I. Le recueil des bonnes informations et la vérification de la régularité de la situation
La première étape consiste à rassembler les informations essentielles sur le candidat : copie du passeport, copie du titre de séjour en cours de validité, indication de la préfecture compétente, historique des renouvellements et situation professionnelle actuelle (en emploi, inscrit à France Travail, demandeur d'asile, etc.).
Il importe de distinguer le titre de séjour, qui autorise le séjour en France, et l'autorisation de travail, qui peut être intégrée au titre ou faire l'objet d'un document distinct et comporter des limites (type d'emploi, durée, zone géographique, temps de travail). Parallèlement, l'employeur doit clarifier le poste proposé : nature de l'emploi, lieu d'exercice, type et durée du contrat, durée du travail, ce qui permettra de vérifier la compatibilité entre le projet d'embauche et les mentions portées sur le titre.
Le droit applicable dépend également de la nationalité du candidat et d'éventuels accords bilatéraux conclus avec la France ; ces accords rapprochent souvent le régime du droit commun mais peuvent prévoir des assouplissements ou particularités qu'il convient de vérifier au cas par cas. Enfin, l'employeur doit s'assurer de sa propre conformité (respect du SMIC, des minima conventionnels, absence de sanctions pour travail illégal), certaines condamnations pouvant conduire l'administration à refuser l'autorisation de travail.

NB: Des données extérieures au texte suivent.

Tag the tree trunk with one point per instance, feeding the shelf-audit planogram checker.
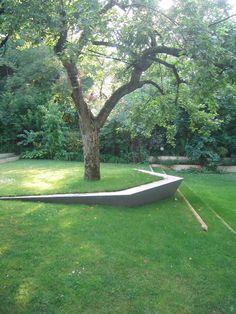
(91, 154)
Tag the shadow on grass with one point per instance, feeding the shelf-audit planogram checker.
(94, 259)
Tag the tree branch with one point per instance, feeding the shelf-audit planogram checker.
(4, 41)
(150, 82)
(99, 54)
(171, 66)
(222, 20)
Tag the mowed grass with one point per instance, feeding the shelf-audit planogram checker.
(102, 259)
(210, 194)
(32, 177)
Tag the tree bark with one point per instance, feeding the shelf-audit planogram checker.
(91, 152)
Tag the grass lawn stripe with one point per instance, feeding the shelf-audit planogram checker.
(213, 211)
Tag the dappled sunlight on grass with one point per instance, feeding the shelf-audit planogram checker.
(47, 177)
(24, 292)
(3, 249)
(88, 259)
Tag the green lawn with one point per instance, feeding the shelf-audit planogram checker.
(101, 259)
(211, 193)
(28, 177)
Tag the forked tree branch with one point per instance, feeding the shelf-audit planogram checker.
(222, 20)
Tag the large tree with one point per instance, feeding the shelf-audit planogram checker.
(130, 38)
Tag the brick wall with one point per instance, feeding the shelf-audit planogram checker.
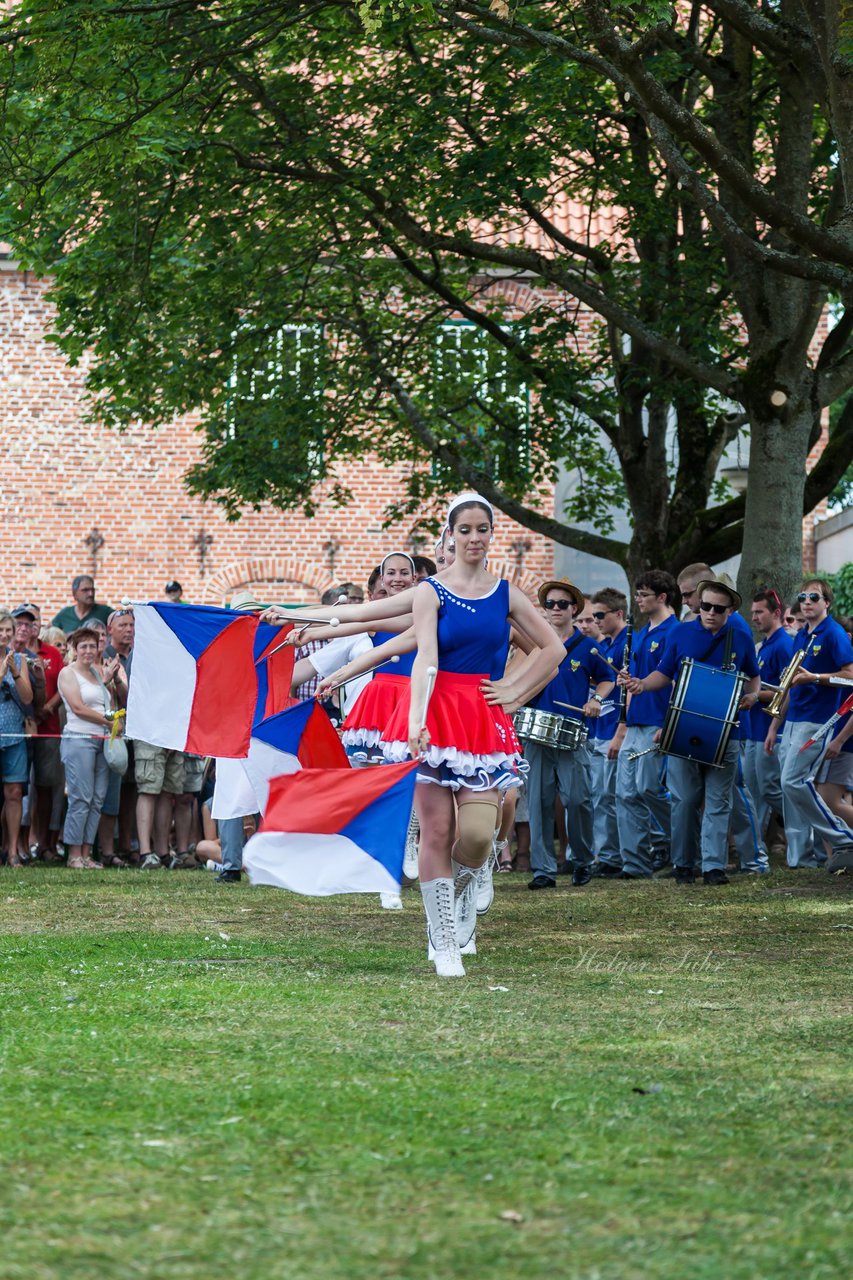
(60, 479)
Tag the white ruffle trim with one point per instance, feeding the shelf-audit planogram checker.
(452, 768)
(361, 737)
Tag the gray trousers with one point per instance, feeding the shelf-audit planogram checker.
(605, 826)
(231, 836)
(86, 780)
(803, 808)
(746, 827)
(569, 775)
(697, 831)
(642, 805)
(763, 778)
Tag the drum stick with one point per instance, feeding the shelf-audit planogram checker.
(430, 684)
(395, 657)
(821, 732)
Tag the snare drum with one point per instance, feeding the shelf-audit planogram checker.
(702, 712)
(550, 730)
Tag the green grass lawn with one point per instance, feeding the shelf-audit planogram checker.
(634, 1080)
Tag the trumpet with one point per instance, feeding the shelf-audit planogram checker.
(787, 679)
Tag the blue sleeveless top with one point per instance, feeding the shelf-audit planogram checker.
(393, 668)
(473, 635)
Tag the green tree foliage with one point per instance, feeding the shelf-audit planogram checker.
(204, 181)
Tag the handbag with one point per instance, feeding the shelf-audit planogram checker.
(115, 754)
(114, 746)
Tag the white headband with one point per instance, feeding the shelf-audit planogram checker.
(391, 554)
(469, 499)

Réunir systématiquement les pièces du candidat et du poste, puis vérifier la compatibilité du titre de séjour avec l'emploi envisagé, constitue un préalable indispensable avant d'aller plus loin dans le recrutement.
II. La vérification du titre et la finalisation ou non de l'embauche
En principe, nul ne peut employer un étranger dépourvu de titre l'autorisant à exercer une activité salariée ; l'employeur doit donc vérifier la validité du titre auprès de la préfecture, au moins deux jours ouvrables avant l'embauche, par courrier ou courriel avec copie du document présenté.
En l'absence de réponse dans le délai, il est réputé avoir satisfait à son obligation, sous réserve des cas particuliers prévus pour les étudiants et les demandeurs d'emploi inscrits à France Travail, pour lesquels une simple déclaration spécifique peut suffire. L'employeur doit ensuite analyser l'étendue de l'autorisation de travail : certaines cartes (résident, vie privée et familiale, carte talent dans son champ) permettent en principe toute activité salariée, alors que d'autres titres sont strictement encadrés (étudiant avec limite horaire, travailleur saisonnier, salarié détaché, jeune au pair, etc.).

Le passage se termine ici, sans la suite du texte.